My goal is always to strive for huge contrasts in mood and energy while still staying within the “world” of Mozart, and that takes a lot of thoughtful practice.
What drew you to the clarinet? Tell us about your early music education.
School band! I loved the sound of the clarinet, and I was grateful to grow up in Maryland, where the public school music programs are very strong. I believe supporting the arts in our schools is the most pressing need for our educational system.
Now you’re an educator on the faculty of University of Northern Colorado. What do you enjoy most about teaching clarinet at the college level?
I feel that my most important role as a clarinet teacher at this level is to help my students reach their full potential. It’s challenging to determine the best approach to take with each student, but that challenge is one of my favorite things about working with college students.
You were with the New World Symphony in Miami before coming to Denver. What was that transition like?
Living on Miami Beach was kind of like living on Mars!

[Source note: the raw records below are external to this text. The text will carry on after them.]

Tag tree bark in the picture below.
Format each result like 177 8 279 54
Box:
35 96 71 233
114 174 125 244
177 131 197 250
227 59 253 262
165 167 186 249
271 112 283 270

You see the strangest things there, from the wild vacationers to the unexpected, odd behavior from the locals. (I won’t go into more detail than that.)
While I’m grateful for the incredible experiences I had with the New World Symphony, Denver’s culture is wonderful, and there’s so much to see in this fantastic city and in the mountains. I feel so lucky that I get to live in such a beautiful place!
One other adjustment that I have to mention: many people don’t know that moving to altitude affects woodwind players’ reeds tremendously. This is my fourth season with the Colorado Symphony, and I think my reeds are still trying to adjust!
What drew you to the Colorado Symphony?
First, the artistic quality of this orchestra is remarkable; it truly is one of the best in the country. But also, the Colorado Symphony has an incredible feeling of community. I’ve played with many other orchestras, and never felt the sense of camaraderie that I’ve felt here. It’s amazing to feel that both the musicians and the staff are all on the same page and working towards our combined success.
Finally, what do you do when not performing? Any hobbies or side projects worth noting?
I’m just now moving to a new home, and I imagine that will bring endless projects with it! But I’ve also always loved exploring the many excellent hiking trails in this area, and expanding my baking skills—I’ve gotten excited lately about making awesome pies. So if you see me backstage sometime, hand me your favorite pie recipe!